Saluton!
RFC 2047 is the MIME standard that describes how to use non-ascii
character sets in internet mail. This library takes the approach
that if you give it a string that might have RFC 2047 encoded words
in it, and tell it what character set you’d like the string to be
in, it will convert it (using iconv).
The library seems to work fine with western character sets but it has
problems with Japanese (and possibly other languages as well).
I did use Mew (written in Japan) to write a message with ISO-2022-jp
encode header. The subject did read ‘hiragana katakana jôyô-kanji’
where all words were written in the way they indicate (e.g. hiragana
in hiragana). Displaying the message header did leave my kanji
terminal (rxvt) in an unusable state - even issuing the ‘reset’
command didn’t help. I’ll send a message entitled: “RFC 2047 to
hiragana, katakana to jôyô-kanji” to the list so that you have
something for testing purposes and the Japanese among us can inform
us if my message happens to be broken in their mailer (I would be
surprised if that is the case).
Thats how life is at the b?leeding edge: You are b?leeding >;->
Gis,
Josef ‘Jupp’ Schugt
Thanks for the feedback. I’ll run your example (thanks) through iconv,
and see if I can figure out what is happening.
What characterset did you convert to? I assume it was the character set
that your terminal is using?
Sam
Quoteing jupp@gmx.de, on Wed, Apr 16, 2003 at 01:39:17AM +0900:
···
Saluton!
RFC 2047 is the MIME standard that describes how to use non-ascii
character sets in internet mail. This library takes the approach
that if you give it a string that might have RFC 2047 encoded words
in it, and tell it what character set you’d like the string to be
in, it will convert it (using iconv).
The library seems to work fine with western character sets but it has
problems with Japanese (and possibly other languages as well).
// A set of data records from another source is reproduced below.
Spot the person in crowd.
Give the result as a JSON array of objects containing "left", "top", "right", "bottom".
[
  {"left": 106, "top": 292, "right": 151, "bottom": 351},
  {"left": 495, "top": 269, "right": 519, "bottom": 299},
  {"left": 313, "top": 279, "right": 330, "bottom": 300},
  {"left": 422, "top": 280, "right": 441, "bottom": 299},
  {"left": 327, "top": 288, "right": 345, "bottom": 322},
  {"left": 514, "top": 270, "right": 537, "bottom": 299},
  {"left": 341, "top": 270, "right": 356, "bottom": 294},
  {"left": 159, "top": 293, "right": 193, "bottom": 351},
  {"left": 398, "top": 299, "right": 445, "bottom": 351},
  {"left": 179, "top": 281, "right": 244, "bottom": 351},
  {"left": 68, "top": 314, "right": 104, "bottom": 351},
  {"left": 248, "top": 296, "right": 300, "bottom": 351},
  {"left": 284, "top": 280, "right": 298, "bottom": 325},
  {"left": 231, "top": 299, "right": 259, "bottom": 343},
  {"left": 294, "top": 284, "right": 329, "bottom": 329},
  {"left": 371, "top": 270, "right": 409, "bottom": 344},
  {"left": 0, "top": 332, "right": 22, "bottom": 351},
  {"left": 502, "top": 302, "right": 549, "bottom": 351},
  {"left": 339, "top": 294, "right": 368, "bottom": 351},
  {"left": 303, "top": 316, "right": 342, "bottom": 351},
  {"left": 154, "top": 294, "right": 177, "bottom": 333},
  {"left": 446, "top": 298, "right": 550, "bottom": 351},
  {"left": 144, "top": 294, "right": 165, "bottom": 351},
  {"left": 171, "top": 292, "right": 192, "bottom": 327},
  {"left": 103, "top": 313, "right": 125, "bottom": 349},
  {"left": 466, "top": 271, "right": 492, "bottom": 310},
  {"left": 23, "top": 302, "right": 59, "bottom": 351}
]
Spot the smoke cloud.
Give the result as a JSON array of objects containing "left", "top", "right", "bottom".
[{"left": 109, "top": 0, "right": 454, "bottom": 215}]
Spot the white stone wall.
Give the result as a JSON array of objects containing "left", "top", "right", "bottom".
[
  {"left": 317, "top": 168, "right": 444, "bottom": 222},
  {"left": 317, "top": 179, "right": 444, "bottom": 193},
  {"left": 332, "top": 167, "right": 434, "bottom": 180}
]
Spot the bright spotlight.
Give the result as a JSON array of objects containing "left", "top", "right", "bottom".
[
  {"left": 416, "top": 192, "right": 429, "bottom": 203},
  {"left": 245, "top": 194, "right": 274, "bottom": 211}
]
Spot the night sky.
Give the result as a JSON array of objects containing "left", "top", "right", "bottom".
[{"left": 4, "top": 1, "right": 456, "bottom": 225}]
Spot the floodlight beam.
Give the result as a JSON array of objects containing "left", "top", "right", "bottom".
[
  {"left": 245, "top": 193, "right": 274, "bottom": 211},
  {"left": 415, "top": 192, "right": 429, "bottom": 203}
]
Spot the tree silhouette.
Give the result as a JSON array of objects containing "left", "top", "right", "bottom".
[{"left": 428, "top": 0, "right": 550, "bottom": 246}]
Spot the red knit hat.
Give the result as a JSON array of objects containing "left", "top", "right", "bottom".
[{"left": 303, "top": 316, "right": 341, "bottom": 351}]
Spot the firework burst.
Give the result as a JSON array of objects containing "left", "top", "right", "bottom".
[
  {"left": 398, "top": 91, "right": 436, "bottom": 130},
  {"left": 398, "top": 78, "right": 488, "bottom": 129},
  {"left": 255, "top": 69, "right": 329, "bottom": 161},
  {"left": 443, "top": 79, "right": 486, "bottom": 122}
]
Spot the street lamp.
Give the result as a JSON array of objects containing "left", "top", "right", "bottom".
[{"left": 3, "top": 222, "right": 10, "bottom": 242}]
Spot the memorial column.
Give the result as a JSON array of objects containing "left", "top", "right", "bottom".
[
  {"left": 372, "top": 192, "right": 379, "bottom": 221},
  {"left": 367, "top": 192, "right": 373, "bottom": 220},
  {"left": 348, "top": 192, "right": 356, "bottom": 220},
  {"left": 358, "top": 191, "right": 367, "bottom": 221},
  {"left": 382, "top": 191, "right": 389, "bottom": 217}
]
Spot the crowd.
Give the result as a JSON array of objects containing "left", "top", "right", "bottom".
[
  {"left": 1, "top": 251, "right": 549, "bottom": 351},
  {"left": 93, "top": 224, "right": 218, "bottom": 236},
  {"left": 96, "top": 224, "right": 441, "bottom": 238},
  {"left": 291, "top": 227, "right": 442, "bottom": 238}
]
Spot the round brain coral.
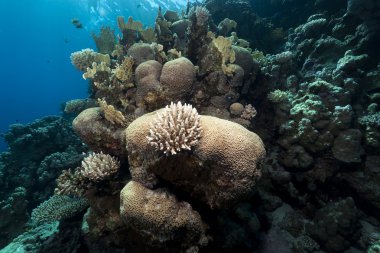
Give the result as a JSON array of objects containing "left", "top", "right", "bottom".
[
  {"left": 135, "top": 60, "right": 163, "bottom": 109},
  {"left": 160, "top": 57, "right": 195, "bottom": 102},
  {"left": 146, "top": 101, "right": 202, "bottom": 155},
  {"left": 125, "top": 104, "right": 266, "bottom": 208},
  {"left": 72, "top": 107, "right": 127, "bottom": 158}
]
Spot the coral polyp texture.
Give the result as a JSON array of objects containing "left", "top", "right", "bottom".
[
  {"left": 146, "top": 101, "right": 202, "bottom": 155},
  {"left": 126, "top": 107, "right": 265, "bottom": 208},
  {"left": 120, "top": 181, "right": 207, "bottom": 251},
  {"left": 31, "top": 195, "right": 89, "bottom": 226},
  {"left": 3, "top": 0, "right": 380, "bottom": 252},
  {"left": 81, "top": 152, "right": 120, "bottom": 182}
]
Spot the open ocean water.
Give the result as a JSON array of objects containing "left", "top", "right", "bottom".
[{"left": 0, "top": 0, "right": 188, "bottom": 151}]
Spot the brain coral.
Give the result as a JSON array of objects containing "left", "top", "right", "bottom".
[
  {"left": 127, "top": 43, "right": 155, "bottom": 66},
  {"left": 135, "top": 60, "right": 163, "bottom": 109},
  {"left": 125, "top": 106, "right": 266, "bottom": 208},
  {"left": 160, "top": 57, "right": 195, "bottom": 102},
  {"left": 120, "top": 181, "right": 207, "bottom": 250},
  {"left": 72, "top": 107, "right": 127, "bottom": 158},
  {"left": 147, "top": 101, "right": 202, "bottom": 155}
]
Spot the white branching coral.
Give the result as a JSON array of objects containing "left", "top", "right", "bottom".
[
  {"left": 81, "top": 152, "right": 120, "bottom": 182},
  {"left": 147, "top": 101, "right": 202, "bottom": 155}
]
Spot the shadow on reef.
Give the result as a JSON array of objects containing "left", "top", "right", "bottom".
[
  {"left": 1, "top": 0, "right": 380, "bottom": 252},
  {"left": 0, "top": 116, "right": 87, "bottom": 248}
]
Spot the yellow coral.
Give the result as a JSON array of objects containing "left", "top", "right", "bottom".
[
  {"left": 98, "top": 98, "right": 127, "bottom": 126},
  {"left": 112, "top": 57, "right": 134, "bottom": 82},
  {"left": 167, "top": 48, "right": 182, "bottom": 59},
  {"left": 212, "top": 36, "right": 236, "bottom": 64},
  {"left": 82, "top": 62, "right": 111, "bottom": 80},
  {"left": 212, "top": 36, "right": 236, "bottom": 76}
]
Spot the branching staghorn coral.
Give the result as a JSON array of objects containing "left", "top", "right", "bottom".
[
  {"left": 241, "top": 104, "right": 257, "bottom": 120},
  {"left": 31, "top": 195, "right": 89, "bottom": 226},
  {"left": 147, "top": 101, "right": 202, "bottom": 155},
  {"left": 55, "top": 168, "right": 89, "bottom": 197},
  {"left": 55, "top": 152, "right": 120, "bottom": 196},
  {"left": 81, "top": 152, "right": 120, "bottom": 183},
  {"left": 98, "top": 98, "right": 127, "bottom": 127}
]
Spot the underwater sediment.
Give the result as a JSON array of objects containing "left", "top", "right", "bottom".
[{"left": 1, "top": 0, "right": 380, "bottom": 252}]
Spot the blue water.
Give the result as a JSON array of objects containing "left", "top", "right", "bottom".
[{"left": 0, "top": 0, "right": 188, "bottom": 152}]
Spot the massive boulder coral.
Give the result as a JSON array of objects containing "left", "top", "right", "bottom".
[
  {"left": 135, "top": 60, "right": 163, "bottom": 110},
  {"left": 72, "top": 107, "right": 127, "bottom": 157},
  {"left": 160, "top": 57, "right": 195, "bottom": 103},
  {"left": 120, "top": 181, "right": 207, "bottom": 252},
  {"left": 125, "top": 104, "right": 266, "bottom": 208}
]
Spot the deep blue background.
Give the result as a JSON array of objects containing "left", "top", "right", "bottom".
[{"left": 0, "top": 0, "right": 188, "bottom": 151}]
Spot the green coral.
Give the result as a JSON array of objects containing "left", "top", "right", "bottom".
[
  {"left": 267, "top": 90, "right": 290, "bottom": 103},
  {"left": 290, "top": 94, "right": 328, "bottom": 121},
  {"left": 359, "top": 112, "right": 380, "bottom": 128}
]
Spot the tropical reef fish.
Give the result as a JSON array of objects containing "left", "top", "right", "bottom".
[{"left": 71, "top": 18, "right": 83, "bottom": 29}]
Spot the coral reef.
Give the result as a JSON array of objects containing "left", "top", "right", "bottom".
[
  {"left": 0, "top": 116, "right": 86, "bottom": 248},
  {"left": 2, "top": 1, "right": 380, "bottom": 252}
]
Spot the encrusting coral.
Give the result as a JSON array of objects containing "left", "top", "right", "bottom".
[{"left": 146, "top": 101, "right": 202, "bottom": 155}]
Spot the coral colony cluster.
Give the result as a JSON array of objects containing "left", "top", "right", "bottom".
[{"left": 1, "top": 0, "right": 380, "bottom": 252}]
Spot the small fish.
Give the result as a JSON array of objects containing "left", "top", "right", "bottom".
[
  {"left": 71, "top": 18, "right": 83, "bottom": 29},
  {"left": 137, "top": 4, "right": 141, "bottom": 8},
  {"left": 63, "top": 37, "right": 69, "bottom": 43}
]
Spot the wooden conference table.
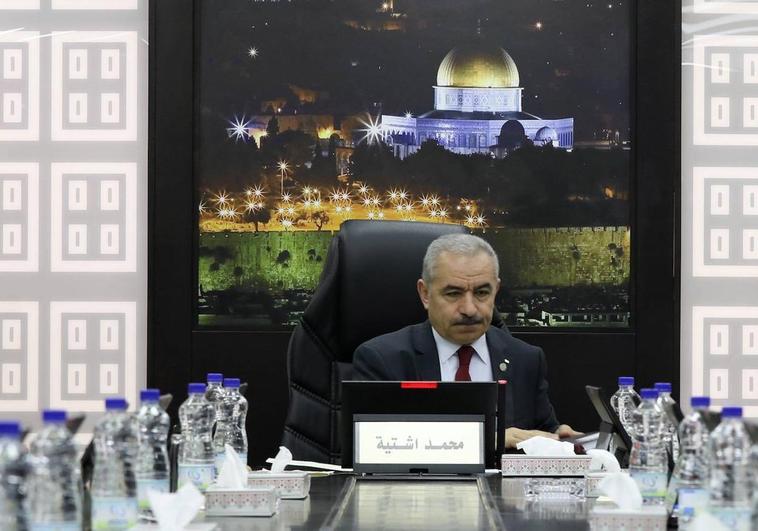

I did use Mew (written in Japan) to write a message with ISO-2022-jp
encode header. The subject did read ‘hiragana katakana jôyô-kanji’
where all words were written in the way they indicate (e.g. hiragana
in hiragana). Displaying the message header did leave my kanji
terminal (rxvt) in an unusable state - even issuing the ‘reset’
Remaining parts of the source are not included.